Oct. 26 through Nov. 3

77 S. High St., Downtown

“Concert Pieces”

Oyo Dance Company's fourth season opens with this repertory show, with a pair of special guest performers from New York: Abdiel Cedric Jacobsen and Ari Mayzick. The company continues to grow and make interesting choreographic work, and this program offers a good opportunity for audiences to check in on them.

Ohio Dominican University

Oct. 27-28

1216 Sunbury Rd., Northeast Side

“La Cage Aux Folles”

Here's one of Broadway's biggest and brassiest hits of all time, brought to you by the good folks at Short North Stage. A surprise visit by a son, his fiancee and her conservative parents to a St. Tropez nightclub run by the son's father and his partner turns the club and its corps of drag artists upside-down.
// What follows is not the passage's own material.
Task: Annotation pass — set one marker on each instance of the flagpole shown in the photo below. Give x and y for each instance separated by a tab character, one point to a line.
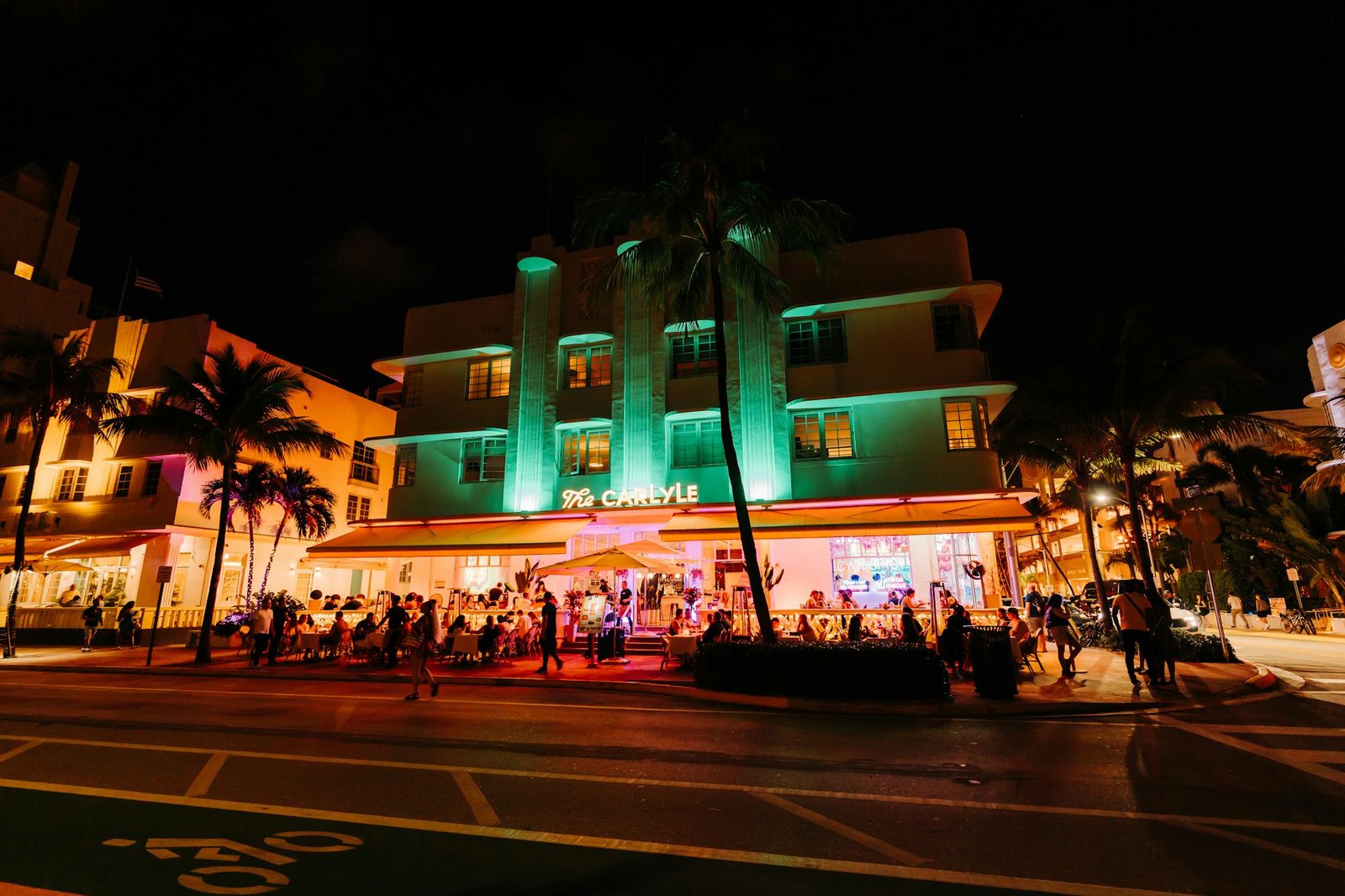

This production is based on the 2010 revival.

Garden Theater

Nov. 1-25

1187 N. High St., Short North

David Denniston

This Columbus painter's recent work has focused on creating fictional stories using models placed in a real-life Franklinton space. Another real-life Franklinton space, the Vanderelli Room, will host an exhibition of the work in November.

Vanderelli Room

Reception Nov. 9

218 McDowell St., Franklinton

Mozart & Montero

ProMusica Chamber Orchestra welcomes Venezuelan pianist Gabriela Montero as part of its ongoing Composer/Performer project. In addition to programming two Beethoven symphonies (Symphony No. 10 as completed by Barry Cooper is one), the orchestra will present the world premiere of Montero'sBabel. She will also join the orchestra for a Mozart piano concerto.

Southern Theatre

Nov. 10 and 11

21 E. Main St., Downtown

“Swingin' in Harlem”

Based on the music of the Harlem Renaissance, this new Mark Lomax composition receives its premiere courtesy the Johnstone Fund for New Music. Lomax, the vanguard local drummer/composer, will be joined by saxophonist Eddie Bayard, pianist William Menefield and bassist Dean Hulett for this performance.

Garden Theater

Nov. 28

1187 N. High St., Short North

“Back of the Bus”

The Columbus Museum of Art presents “Back of the Bus: Illustrations by Floyd Cooper” starting in December. The works are from a children's book written by Aaron Reynolds depicting a fictional account of Rosa Park's refusal to give up her seat on a bus in Montgomery, Alabama, in 1955. The powerful paintings feature a process Cooper calls “subtractive,” and provide a new imagination of that significant event in the history of Civil Rights in the United States.

Columbus Museum of Art

Dec. 8 through March 8, 2019

480 E. Broad St., Downtown


Fall takes us right up to the holidays, and Columbus Dance Theatre's annual production helps kick off the season in the city. The ballet provides a less-traditional take on seasonal performing arts, while having become a tradition itself. A full orchestra and choir accompany the performances.